To help community members navigate these concerns and organize to protect one another, Access Living has also expanded its Cambiando Vidas (Changing Lives) group. Cambiando Vidas functions as a support group and lobbies for legislative changes to support immigrants in Illinois. It was launched to serve Latinx people with disabilities and now welcomes disabled immigrants from other communities.

Meanwhile, Alvarez told Truthout his organization understands its role as one of building bridges between “all these badass disabled Detroiters” who want to get involved in fighting Trump’s anti-immigrant agenda and local grassroots campaigns that might not have the resources or the know-how to make their efforts more inclusive.

Among its interventions, DDP has advised on making outreach and recruitment materials more accessible, recommended adding questions about access needs to sign-up forms, trained organizations to use plain language, and encouraged masking and other access considerations at events. These efforts have helped a growing number of disabled people get involved in neighborhood ICE watch and other efforts, such as grocery delivery and student pick-up and drop-offs, to support families forced to reduce outings or shelter in place.

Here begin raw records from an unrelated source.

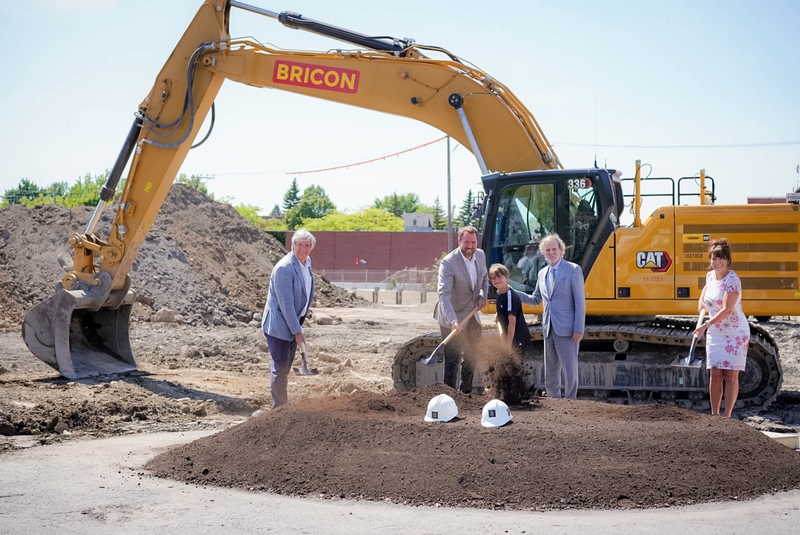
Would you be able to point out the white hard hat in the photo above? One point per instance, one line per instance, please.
(495, 413)
(441, 408)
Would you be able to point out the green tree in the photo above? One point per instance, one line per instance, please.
(465, 213)
(399, 204)
(86, 190)
(370, 219)
(194, 181)
(26, 189)
(292, 196)
(439, 217)
(314, 204)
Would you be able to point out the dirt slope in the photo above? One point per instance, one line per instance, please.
(556, 454)
(201, 259)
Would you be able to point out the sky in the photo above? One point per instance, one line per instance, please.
(680, 85)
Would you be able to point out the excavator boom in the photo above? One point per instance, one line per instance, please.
(83, 329)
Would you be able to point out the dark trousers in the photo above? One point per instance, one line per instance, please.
(464, 344)
(281, 355)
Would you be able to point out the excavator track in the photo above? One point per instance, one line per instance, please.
(627, 363)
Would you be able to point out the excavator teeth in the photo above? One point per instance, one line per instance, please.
(77, 341)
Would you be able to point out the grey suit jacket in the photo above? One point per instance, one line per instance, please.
(456, 294)
(565, 304)
(286, 299)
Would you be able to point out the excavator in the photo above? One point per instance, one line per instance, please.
(642, 282)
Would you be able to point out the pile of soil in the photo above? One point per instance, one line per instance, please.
(556, 454)
(201, 259)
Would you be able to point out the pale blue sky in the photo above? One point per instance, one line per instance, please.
(615, 79)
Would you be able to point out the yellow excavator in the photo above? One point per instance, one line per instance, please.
(637, 279)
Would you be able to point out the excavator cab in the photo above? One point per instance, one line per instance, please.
(579, 206)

“What spurred this whole idea is this desire that we see in our community of a bunch of disabled people ready to plug in, and then this movement that’s not ready to have them plug in because there are so many access barriers,” Alvarez told Truthout. “We’re trying to create something that meets both of those needs.”

Wherever disability rights and justice organizers contribute, they bring a unique perspective to those organizing spaces. Alvarez told Truthout that this includes helping organizers understand how improving access and thinking about disability justice benefits everyone, not only disabled people.

“A lot of the organizers are realizing they’re experiencing an access need at their own job, that they are near burnout, that they’re experiencing fatigue, that they’re having pain flare-ups, that they’re getting sick more often,” Alvarez told Truthout. “Part of our disability wisdom is reminding movements that being unhealthy, tired, and burnt out is exactly where they want us, and our movements only succeed if we treat this as a marathon relay and not a single-man sprint.”

Looking forward, Alvarez said he hopes the movement will continue to learn from and lean on its disabled organizers and their ideas for building a more just and caring future. “At the end of this — because there will be an end to this, and we will win — there’s going to need to be a grand effort of care,” he told Truthout. “Disabled people are saying, ‘This time we’re going to center the most vulnerable instead of centering an individual … we’re going to center a community,’ and that community being our children, our elderly, and our disabled — those that need us the most.”